N‐terminally and C‐terminally truncated forms of glucose‐dependent insulinotropic polypeptide are high‐affinity competitive antagonists of the human GIP receptor

BACKGROUND AND PURPOSE: Glucose‐dependent insulinotropic polypeptide (GIP) affects lipid, bone and glucose homeostasis. High‐affinity ligands for the GIP receptor are needed to elucidate the physiological functions and pharmacological potential of GIP in vivo. GIP(1–30)NH(2) is a naturally occurring truncation of GIP(1–42). Here, we have characterized eight N‐terminal truncations of human GIP(1–30)NH(2). EXPERIMENTAL APPROACH: COS‐7 cells were transiently transfected with human GIP receptors and assessed for cAMP accumulation upon ligand stimulation or competition binding with (125)I‐labelled GIP(1–42), GIP(1–30)NH(2), GIP(2–30)NH(2) or GIP(3–30)NH(2).
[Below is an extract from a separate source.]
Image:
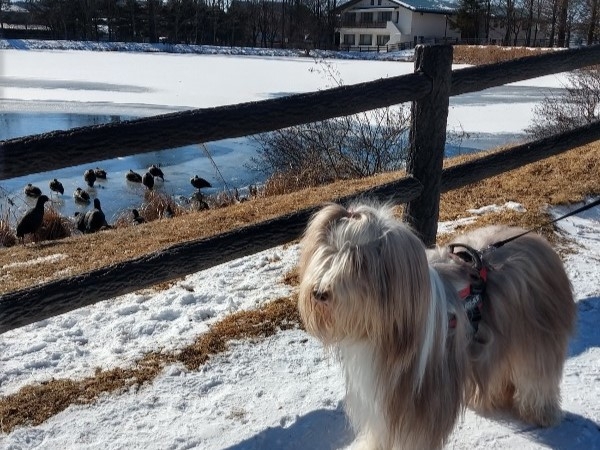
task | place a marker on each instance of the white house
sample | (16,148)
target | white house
(372,23)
KEY RESULTS: GIP(1–30)NH(2) displaced (125)I‐GIP(1–42) as effectively as GIP(1–42) (K(i) 0.75 nM), whereas the eight truncations displayed lower affinities (K(i) 2.3–347 nM) with highest affinities for GIP(3–30)NH(2) and GIP(5–30)NH(2) (5–30)NH(2). Only GIP(1–30)NH(2) (E(max) 100% of GIP(1–42)) and GIP(2–30)NH(2) (E(max) 20%) were agonists. GIP(2‐ to 9–30)NH(2) displayed antagonism (IC(50) 12–450 nM) and Schild plot analyses identified GIP(3–30)NH(2) and GIP(5–30)NH(2) as competitive antagonists (K(i) 15 nM). GIP(3–30) NH(2) was a 26‐fold more potent antagonist than GIP(3–42). Binding studies with agonist ((125)I‐GIP(1–30)NH(2)), partial agonist ((125)I‐GIP(2–30)NH(2)) and competitive antagonist ((125)I‐GIP(3–30)NH(2)) revealed distinct receptor conformations for these three ligand classes. CONCLUSIONS AND IMPLICATIONS: The N‐terminus is crucial for GIP agonist activity. Removal of the C‐terminus of the endogenous GIP(3–42) creates another naturally occurring, more potent, antagonist GIP(3–30)NH(2), which like GIP(5–30)NH(2), was a high‐affinity competitive antagonist. These peptides may be suitable tools for basic GIP research and future pharmacological interventions.